'Floating' bike factory brings nature and industry together

Image: Planned Brompton Bike factory/ Hollaway Studio

Plans for a new £100m headquarters and factory for Brompton Bikes on a 100-acre wetlands site near Ashford in Kent, UK have been unveiled.

The building will be positioned on stilts 2.2m above the flood plain which will be turned into a nature reserve open to the public.

Cyclists will be allowed into the nature reserve and also into the new building. No new parking spaces will be created, with staff encouraged to arrive by public transport or bike.

Guy Hollaway, principal partner at Hollaway Studio - who designed the building - said the challenge had been to rethink both the concept of a factory while creating a symbiotic relationship between industry and nature.

He said the building would appear to float above the wetlands, allowing water levels to rise and fall throughout the year.

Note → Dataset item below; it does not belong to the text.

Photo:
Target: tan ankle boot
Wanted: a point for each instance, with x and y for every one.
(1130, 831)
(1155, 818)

A reinforced floorplate would be supported by foundation piles which would also draw heat from the ground.

"This ambitious project is truly ground-breaking and aspires to act as an exemplar to demonstrate how industry can embrace sustainable methods.”

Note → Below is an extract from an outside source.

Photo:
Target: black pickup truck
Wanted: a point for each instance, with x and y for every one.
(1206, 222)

Guy Hollaway, Hollaway Studio

Brompton is the largest volume bicycle manufacturer in Britain, producing approximately 50,000 bicycles each year.

Will Butler-Adams, Brompton's founder and chief executive, said the new building would be a “revolutionary and sustainable bicycle factory of the future." He described it as a “twenty-first century Bournville”, referencing the model village in Birmingham, UK, founded by the Cadbury family.

“The factory will merge the public and private domains of industry through permitting the public to view not only how Brompton bikes are manufactured but to reveal and educate how industry works - a rarity in such settings and something that will position it firmly within the community,” he added.

The new headquarters will be submitted for planning in April with completion due by 2027.